Rabu, 15 Agustus 2018

CerBer GeJe-latihan nulis

Matahari terasa terik saat bayangan yang dibentuknya hanya tinggal beberapa centi meter saja dari benda yang diteranginya, Udara terasa panas, sedangkan angin yang diharapkan dapat mengusir hawa panas tak kunjung berhembus. Juna duduk termenung di bawah naungan satu-satunya pohon klengkeng di sepanjang jalan itu sambil matanya menerawang jauh ke balik awan putih yang bergumpal-gumpal seperti kapas di langit biru yang cerah.

Suara musik dangdut sayup terdengar dari balik tembok rumah berwarna kuning yang berpagarkan jeruji besi mirip penjara yang tinggi. Tak jauh dari tempat Si Juna duduk. Beberapa lelaki paruh baya sedang asyik berbincang sambil mereguk kopi panas yang terhidang di atas meja bambu yang sudah reyot. Seorang gadis muda dengan perut yang sedang hamil besar membawakan sepiring camilan dan ramah menawarkan suguhannya. Sesekali tangan mereka sibuk antara mengambil gorengan bakwan dan mengantarkan sebatang rokok murah ke mulut mereka. Asap rokok mereka seperti kabut di pegunungan saat pagi hari... Aih itu sebuah perumpamaan yang terlalu mewah.
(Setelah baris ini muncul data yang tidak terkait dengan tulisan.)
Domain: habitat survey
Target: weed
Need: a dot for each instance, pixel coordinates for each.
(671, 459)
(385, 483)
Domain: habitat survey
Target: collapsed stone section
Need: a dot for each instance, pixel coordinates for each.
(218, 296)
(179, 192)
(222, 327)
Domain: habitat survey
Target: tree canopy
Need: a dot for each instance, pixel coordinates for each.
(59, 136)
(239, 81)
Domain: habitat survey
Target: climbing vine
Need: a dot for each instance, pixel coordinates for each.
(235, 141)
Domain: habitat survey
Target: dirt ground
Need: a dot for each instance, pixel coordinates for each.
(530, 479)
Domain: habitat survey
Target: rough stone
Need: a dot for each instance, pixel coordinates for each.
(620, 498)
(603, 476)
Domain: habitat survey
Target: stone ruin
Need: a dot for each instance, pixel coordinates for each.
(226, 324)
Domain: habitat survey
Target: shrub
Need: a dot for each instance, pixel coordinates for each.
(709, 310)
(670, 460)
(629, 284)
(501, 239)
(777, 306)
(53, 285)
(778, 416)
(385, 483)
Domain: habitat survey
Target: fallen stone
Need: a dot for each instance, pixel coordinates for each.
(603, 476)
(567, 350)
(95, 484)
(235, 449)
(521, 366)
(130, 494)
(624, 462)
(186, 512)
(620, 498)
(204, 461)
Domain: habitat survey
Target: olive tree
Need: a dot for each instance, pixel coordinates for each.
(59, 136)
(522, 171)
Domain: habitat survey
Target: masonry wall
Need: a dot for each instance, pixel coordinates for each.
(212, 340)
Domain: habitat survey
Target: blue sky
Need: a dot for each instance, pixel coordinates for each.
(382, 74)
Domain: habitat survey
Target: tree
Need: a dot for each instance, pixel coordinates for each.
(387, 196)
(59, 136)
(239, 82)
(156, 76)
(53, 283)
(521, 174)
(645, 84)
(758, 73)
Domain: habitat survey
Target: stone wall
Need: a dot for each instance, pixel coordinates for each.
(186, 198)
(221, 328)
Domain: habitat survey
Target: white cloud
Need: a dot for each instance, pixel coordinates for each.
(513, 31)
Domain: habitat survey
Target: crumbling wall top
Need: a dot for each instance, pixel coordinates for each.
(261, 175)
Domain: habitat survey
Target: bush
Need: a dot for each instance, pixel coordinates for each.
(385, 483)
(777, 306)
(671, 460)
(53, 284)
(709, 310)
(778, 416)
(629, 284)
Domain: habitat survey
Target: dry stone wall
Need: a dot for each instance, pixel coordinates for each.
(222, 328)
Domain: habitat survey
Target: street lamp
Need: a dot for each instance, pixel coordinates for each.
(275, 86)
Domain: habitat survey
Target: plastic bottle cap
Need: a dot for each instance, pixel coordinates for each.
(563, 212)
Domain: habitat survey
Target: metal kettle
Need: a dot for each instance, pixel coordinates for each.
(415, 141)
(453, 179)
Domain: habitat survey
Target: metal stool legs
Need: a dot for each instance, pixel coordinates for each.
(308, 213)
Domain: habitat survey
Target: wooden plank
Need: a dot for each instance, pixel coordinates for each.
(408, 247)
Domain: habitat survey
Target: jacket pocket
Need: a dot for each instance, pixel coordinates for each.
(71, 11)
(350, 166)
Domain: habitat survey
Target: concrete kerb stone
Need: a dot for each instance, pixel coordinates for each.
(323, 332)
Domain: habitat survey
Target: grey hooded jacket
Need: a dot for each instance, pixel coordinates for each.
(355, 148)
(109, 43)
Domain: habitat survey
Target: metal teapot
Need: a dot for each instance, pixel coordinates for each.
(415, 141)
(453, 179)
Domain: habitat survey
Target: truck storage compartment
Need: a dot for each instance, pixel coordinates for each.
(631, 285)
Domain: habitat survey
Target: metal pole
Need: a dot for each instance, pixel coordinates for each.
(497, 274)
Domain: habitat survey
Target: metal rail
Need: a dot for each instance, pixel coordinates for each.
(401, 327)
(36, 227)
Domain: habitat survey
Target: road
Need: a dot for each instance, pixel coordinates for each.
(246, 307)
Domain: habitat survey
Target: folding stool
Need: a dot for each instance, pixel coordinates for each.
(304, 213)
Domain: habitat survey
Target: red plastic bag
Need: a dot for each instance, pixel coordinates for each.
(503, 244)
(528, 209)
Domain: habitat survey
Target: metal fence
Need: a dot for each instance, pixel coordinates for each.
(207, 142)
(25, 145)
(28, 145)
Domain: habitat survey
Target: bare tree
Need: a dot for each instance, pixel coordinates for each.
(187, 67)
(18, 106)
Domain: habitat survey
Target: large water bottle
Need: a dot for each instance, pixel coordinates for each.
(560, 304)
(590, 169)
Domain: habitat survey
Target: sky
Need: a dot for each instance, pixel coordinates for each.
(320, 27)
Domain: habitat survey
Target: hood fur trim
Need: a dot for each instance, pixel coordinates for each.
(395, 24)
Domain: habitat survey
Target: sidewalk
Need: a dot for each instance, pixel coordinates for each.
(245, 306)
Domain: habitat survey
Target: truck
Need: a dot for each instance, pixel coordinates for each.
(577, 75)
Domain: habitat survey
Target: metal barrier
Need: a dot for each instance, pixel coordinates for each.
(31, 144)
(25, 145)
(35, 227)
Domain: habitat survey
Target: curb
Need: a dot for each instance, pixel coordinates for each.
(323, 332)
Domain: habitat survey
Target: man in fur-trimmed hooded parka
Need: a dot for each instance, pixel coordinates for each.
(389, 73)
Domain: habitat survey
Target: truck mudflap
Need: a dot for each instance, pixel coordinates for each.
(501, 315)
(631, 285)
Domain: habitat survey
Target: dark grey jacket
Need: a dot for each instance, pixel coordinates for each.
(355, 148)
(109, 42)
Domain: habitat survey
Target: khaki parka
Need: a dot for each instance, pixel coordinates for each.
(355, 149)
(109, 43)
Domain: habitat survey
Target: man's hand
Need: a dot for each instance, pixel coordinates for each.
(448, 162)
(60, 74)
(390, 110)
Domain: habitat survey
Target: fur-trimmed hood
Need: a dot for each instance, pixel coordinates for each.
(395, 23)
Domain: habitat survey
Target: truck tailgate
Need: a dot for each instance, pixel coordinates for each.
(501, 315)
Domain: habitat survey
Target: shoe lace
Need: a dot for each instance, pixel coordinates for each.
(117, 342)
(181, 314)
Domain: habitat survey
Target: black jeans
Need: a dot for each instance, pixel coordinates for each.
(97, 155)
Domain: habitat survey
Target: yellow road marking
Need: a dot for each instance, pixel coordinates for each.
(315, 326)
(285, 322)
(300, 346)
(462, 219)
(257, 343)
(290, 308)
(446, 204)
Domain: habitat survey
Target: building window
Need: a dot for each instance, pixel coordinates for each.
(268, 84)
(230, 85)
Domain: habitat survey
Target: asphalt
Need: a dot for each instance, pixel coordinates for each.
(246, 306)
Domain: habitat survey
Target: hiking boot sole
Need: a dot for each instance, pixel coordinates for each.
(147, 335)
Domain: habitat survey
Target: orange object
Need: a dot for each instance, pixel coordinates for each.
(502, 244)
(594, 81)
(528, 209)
Asap rokok yang mengepul dari hidung dan mulut mereka seperti polusi yang keluar dari cerobong asap pabrik-pabrik atau knalpot mobil Isuzu Panther yang ngga lolos uji emisi. Asap haram yang cukup membuat nafas seseorang mendadak bengekan dan cukup untuk membunuh sebuah janin dalam perut ibunya yang turut menghirup udara kotor itu.

Terkadang tawa mereka memecah di antara gerung motor ojek online yang hampir beberapa menit sekali lewat di jalan itu. "Eh hari apa ini, kok mereka ngga melakukan aktifitas lain?", Si Juna bergumam seakan bertanya pada dirinya sendiri.

Para lelaki paruh baya yang berkumpul itu hampir semuanya pengangguran. Mereka adalah mantan karyawan sebuah perusahaan BUMN yang besar di kota sebelah yang beberapa tahun lalu mengalami kebangkrutan. Perusahaan yang dulu bonafid itu berhasil merumahkan hampir separuh lebih dari karyawannya. Dan berperan serta secara aktif dalam memiskinkan masyarakat sekitarnya.

"Heh Juna, ngapain nongkrong disitu sendirian?", sebuah suara yang datang dari sebrang.

Juna menoleh ke arah sumber suara itu  Dilihatnya seorang kakek berjalan dengan tongkat dikempit di kedua ketiaknya. Berjalan perlahan menuju arah berlawanan Juna berdiri dan beranjak dari tempat duduknya. Dia ingat sebentar lagi adzan Dhuhur  Tanpa menunggu lama, Juna mengikuti langkah kakek itu menuju masjid di ujung jalan.

"Istighfar dan taubat... salah satu kunci dari kunci rezki Allah..", Seakan kakek itu tau apa yang mengganggu pikiran Juna.

Pikiran Juna terlempar kembali pada peristiwa beberapa hari lalu, saat dia menerima sepucuk pesan singkat dari perusahaan yang sempat memberikan kesempatan interview padanya. Isinya memohon maaf karena Juna belum masuk kriteria yang diinginkan perusahaan. Sopan sekali memberitahu, biasanya perusahaan lain tak mengabarkan apapun Membuat Juna menunggu panggilan kerja, penuh harap.

Di tahun ke 4 ini dia menganggur Juna mulai kehilangan rasa percaya diri Akankah dia dapat membawa kebahagiaan pada keluarganya yang hidup pas-pasan? Dia ingin istrinya yang sakit-sakitan berhenti bekerja, menjahit pesanan baju-baju orang yang membuat kondisi kesehatannya semakin memburuk.

Seusai shalat, Juna terdiam ditempatnya, duduk bersila dengan kepala tertunduk.Namun seluruh jiwanya seakan terbang menembus lapisan awan Juna mencari Allah Sang Maha Perkasa, pemilik Dunia dan seisinya Juna sibuk meminta... Jalan keluar yang teerbaik atas segala permasalahannya.

"Yaa Rabb... ampunilah aku. Astaghfirullaah wa atuubu ilayhi.."

Bulir bening pun keluar dari pelupuk matanya dan membasahi janggutnya yang tebal.